اذا تباعدت الصفوف عن الامام وكانت الصلاة فى المسجد صح الاقتداء اذا علم المأموم صلاة الامام سواء حال بينهما حائل أم لا وسواء قربت المسافة بينهما أم بعدت لكبر المسجد وسواء اتحد البناء ام اختلف كصحن المسجد وصفته وسرداب فيه وبئر مع سطحه وساحته ، فى كل هذه الصور وما أشبهها تصح الصلاة اذا علم صلاة الامام ولم يتقدم عليه سواء كان المأموم أعلى من الامام  أو أسفل منه ولا خلاف فى هذا  ونقل أصحابنا فيه اجماع المسلمين

Artinya : Apabila shaf itu jauh dari imam dan shalatnya di masjid, maka shah pengikutan itu , bila ma'mum mengetahui akan shalatnya imam . sama saja apakah terhalang oleh penghalang antara keduanya atau tidak, sama saja apakah jarak keduanya dekat atau jauh karena besarnya masjid, sama saja, apakah sama ruangan ma'mum dan imam  atau  berbeda, seperti bagian tengan masjid, atau terasnya, atau grounnya dan sumurnya, serta ruangan ruangan atasnya dan halaman atasnya. Pada gambaran-gamabaran ini dan seumpamanya, maka sah shalat itu bila ma'mum mengetahui shalatnya imam dan tidak mendahului barisannya atas imam. Sama ada ma'mum itu lebih tinggi dari imam atau di bawah. Dan tidak ada perbedaan pendapat dikalangan ulama tentang masalah ini. Dan para ashab syafi'I menukilkan akan adanya ijma'ulama muslimin tentang masalah ini.

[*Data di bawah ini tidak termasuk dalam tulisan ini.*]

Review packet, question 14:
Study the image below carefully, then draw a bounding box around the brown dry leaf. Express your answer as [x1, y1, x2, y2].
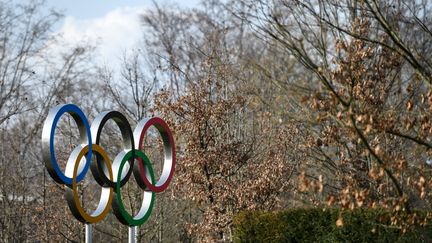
[336, 216, 344, 227]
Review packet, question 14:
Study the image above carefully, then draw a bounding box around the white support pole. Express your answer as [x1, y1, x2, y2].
[128, 226, 137, 243]
[85, 224, 92, 243]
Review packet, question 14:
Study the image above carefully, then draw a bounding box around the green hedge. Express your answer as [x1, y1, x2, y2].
[233, 208, 432, 243]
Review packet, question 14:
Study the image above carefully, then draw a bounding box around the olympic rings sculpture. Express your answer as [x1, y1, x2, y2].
[41, 104, 175, 226]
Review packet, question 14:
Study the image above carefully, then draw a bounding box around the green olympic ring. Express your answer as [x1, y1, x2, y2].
[112, 150, 155, 226]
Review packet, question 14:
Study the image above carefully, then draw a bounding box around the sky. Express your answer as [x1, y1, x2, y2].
[44, 0, 200, 68]
[45, 0, 199, 19]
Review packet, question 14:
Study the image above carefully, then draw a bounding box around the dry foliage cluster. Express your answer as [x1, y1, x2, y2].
[1, 0, 432, 242]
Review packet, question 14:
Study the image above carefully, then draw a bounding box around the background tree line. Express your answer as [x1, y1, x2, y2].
[1, 0, 432, 242]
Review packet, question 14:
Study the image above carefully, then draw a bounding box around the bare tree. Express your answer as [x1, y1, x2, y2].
[231, 0, 432, 229]
[0, 1, 102, 241]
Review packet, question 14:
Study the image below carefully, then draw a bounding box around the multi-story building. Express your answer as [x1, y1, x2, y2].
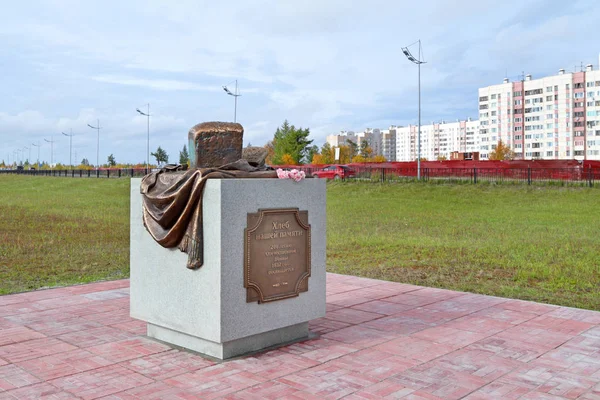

Tersebut dalam kitab Al Yaqut An Nafiis, karya  As Syeikh Sayyid Ahmad bin Umar As Syathry Al Husainy , hal 46 sebagai berikut :

وأن يعلم انتقالات إمامه [بأن يراه أو يرى بعض المأمومين أو يسمع صوتا ولو من مبلغ ولو غير مصل] وأن يجتمعا فى مسجد [وإن بعدت المسافة وحالت الأبنية لكن بشرط إمكان المرور العادى من كل من محليهما الى الآخر ولو بازورار وانعطاف ]

Artinya : Dan diantara syarat sah berjama'ah yaitu, hendaklah ma'mum mengetahui pindah-pindahnya imam dari satu rukun ke rukun yang lainnya. Ma'mum mengetahuinya dengan cara ia melihat sendiri, atau melihat sebagian ma'mum, atau mendengar suara, meskipun dari muballigh dan meskipun muballignya itu tidak shalat. Dan diantara syarat sah berjama'ah yaitu, hendaklah keduanya (ma'mum dan Imam) berkumpul dalam satu masjid. Meskipun jaraknya jauh dan terhalang oleh bangunan-bangunan (seperti yang satu pada lantai bawah dan yang satunya pada lantai atas) tetapi dengan syarat dimungkinkan berjalan yang bangsa adat dari tiap-tiap satu dari keduanya menuju yang lainnya, walaupun dengan berputar dan berbelok) dari arah kiblat.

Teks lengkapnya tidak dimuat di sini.